The film is set in the Paris of 1930. In the opening scene, there’s a celebration taking place at night (so we already know everything turns out well). When two gentleman enter the apartment through the skylight roof door, they are told the celebration is for the lottery winner. His name is Michel (René Lefèvre) and he was a struggling artist and overnight he became a millionaire by winning the lottery. The story goes into flashback, as the events of what happened earlier in the hectic day are told.
Michel is engaged to his attractive neighbor Beatrice (Annabella), who works as a ballet dancer. She gets jealous when she catches him smooching with his model Vanda (Vanda Gréville). Michel’s best friend is Prosper (Jean-Louis Allibert), also a struggling artist. He, too, loves Beatrice and attempts to gain from Michel’s reckless behavior. Meanwhile many creditors come to see Michel about the money he owes them, and this stops him from romancing Vanda. The butcher, grocer, landlord, and milk maid demand their money, as they threaten to impound his furniture and throw him out on the street if he doesn’t pay.
The police enter Michel’s apartment building and begin searching for a con artist called Grandpa Tulipe (Ollivier). But he eludes them by hiding out in Beatrice’s, where the police are fooled and mistake him for someone else when they see him playing the piano and dressed in the raggedy jacket Michel gave her to do some tailoring. Grandpa Tulipe borrows the jacket as a disguise to make his escape from the police who are still guarding the building, and before he leaves he promises to do her a favor in return.

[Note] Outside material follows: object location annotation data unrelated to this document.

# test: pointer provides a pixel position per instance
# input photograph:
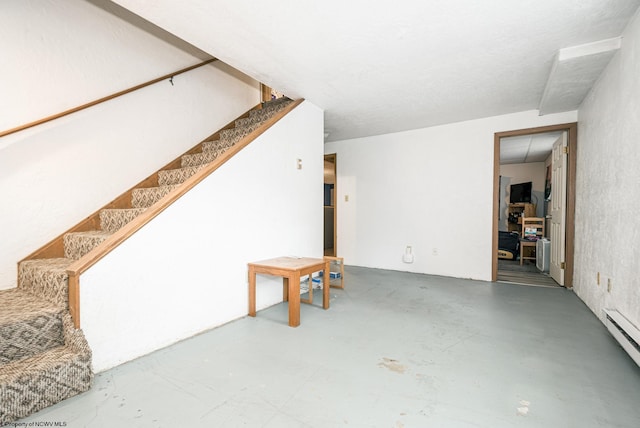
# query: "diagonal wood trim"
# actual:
(101, 100)
(81, 265)
(55, 247)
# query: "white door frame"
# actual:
(572, 130)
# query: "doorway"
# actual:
(571, 135)
(329, 206)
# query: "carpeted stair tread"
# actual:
(200, 159)
(269, 109)
(28, 325)
(219, 146)
(77, 244)
(33, 383)
(46, 278)
(176, 176)
(113, 219)
(145, 197)
(238, 132)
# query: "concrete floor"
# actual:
(394, 350)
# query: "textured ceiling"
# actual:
(527, 148)
(387, 66)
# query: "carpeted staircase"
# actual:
(44, 359)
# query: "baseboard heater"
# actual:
(624, 332)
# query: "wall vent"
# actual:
(624, 332)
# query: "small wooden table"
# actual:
(290, 269)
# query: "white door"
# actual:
(558, 208)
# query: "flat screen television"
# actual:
(520, 192)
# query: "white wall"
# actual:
(186, 271)
(62, 53)
(608, 176)
(429, 188)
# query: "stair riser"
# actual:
(76, 246)
(31, 384)
(28, 326)
(176, 176)
(199, 158)
(144, 198)
(18, 341)
(47, 279)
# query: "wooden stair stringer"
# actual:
(81, 265)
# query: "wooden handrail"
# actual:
(81, 265)
(101, 100)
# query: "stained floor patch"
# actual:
(392, 365)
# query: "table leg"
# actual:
(252, 292)
(294, 300)
(326, 284)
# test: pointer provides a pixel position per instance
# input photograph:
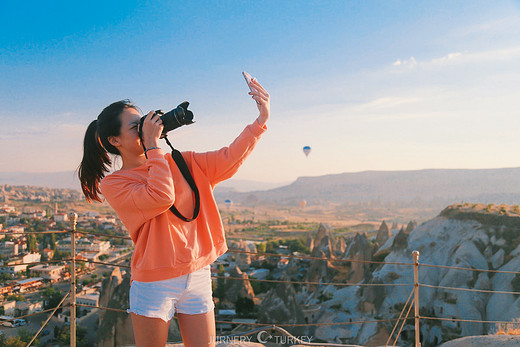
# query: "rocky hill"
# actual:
(433, 187)
(468, 236)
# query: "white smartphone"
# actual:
(248, 79)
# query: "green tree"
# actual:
(245, 307)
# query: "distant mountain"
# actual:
(64, 179)
(247, 186)
(69, 179)
(419, 188)
(437, 186)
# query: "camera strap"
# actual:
(181, 164)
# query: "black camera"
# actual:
(174, 119)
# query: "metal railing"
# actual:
(413, 299)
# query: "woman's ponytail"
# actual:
(96, 161)
(94, 165)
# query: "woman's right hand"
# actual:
(152, 130)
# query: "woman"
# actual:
(170, 268)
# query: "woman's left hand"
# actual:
(261, 96)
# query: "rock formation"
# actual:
(280, 305)
(383, 234)
(323, 243)
(340, 247)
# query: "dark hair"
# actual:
(96, 161)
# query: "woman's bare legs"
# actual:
(197, 329)
(149, 332)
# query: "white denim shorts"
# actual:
(190, 294)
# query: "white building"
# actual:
(9, 307)
(88, 299)
(48, 272)
(9, 248)
(61, 217)
(24, 307)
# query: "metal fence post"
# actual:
(416, 297)
(74, 218)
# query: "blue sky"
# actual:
(369, 85)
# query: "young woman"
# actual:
(170, 268)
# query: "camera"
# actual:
(173, 119)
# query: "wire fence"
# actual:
(401, 320)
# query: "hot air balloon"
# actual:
(306, 150)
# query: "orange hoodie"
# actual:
(166, 246)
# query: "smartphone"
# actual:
(247, 78)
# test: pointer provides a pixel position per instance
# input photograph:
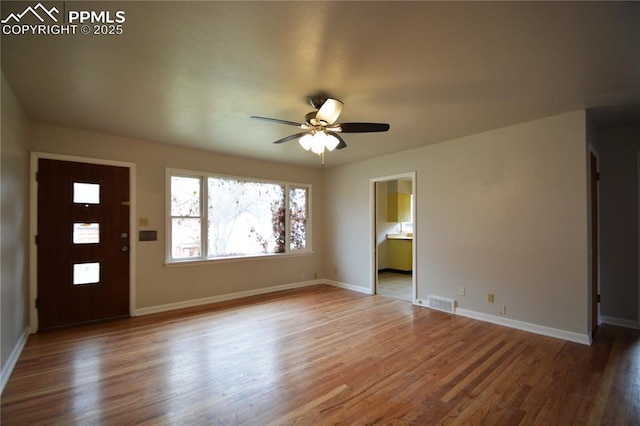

Michel is ecstatic when he learns he won the lottery and then is despondent when he learns the jacket where he kept the ticket is missing. His creditors think he’s to become a millionaire by tomorrow, so they become best friends and extend him more credit. The grocer brings over an ample supply of refreshments and champagne for the celebration.
Michel and Prosper keep it to themselves that the ticket is missing. But Prosper uses this situation to trick his friend into splitting the ticket with him, if he can recover it. What he doesn’t tell Michel, is that Beatrice suddenly remembered the name of the man she gave the jacket to and told him.
The film is filled with madcap comedy, a few mix ups, and numerous sight gags. The jacket is transferred from Tulipe and then sold to a pompous opera tenor (Siroesco) from America, who is currently appearing in Boheme and has purchased it for that role. The trail of the jacket goes from Tulipe’s hideout to finally the opera house, but there was also a stopover in the jail. Michel is mistaken for Tulipe and arrested for stealing the opera singer’s watch. He only gets out when not Prosper but his new friends, his creditors, vouch for him. The comic highlight of the film takes place in the opera house, while the opera performance is going on there are a number of concerned parties trying to pull the jacket away from each other onstage. It looked like a Rugby scrum.
Clair’s perfect timing for comedy and his delicate touch, make this immensely enjoyable work one of the great classics. It could even be a masterpiece, I won’t argue. Its funny ironical last comment, which comes by way of a song, is that you’re not any worse off for being a millionaire.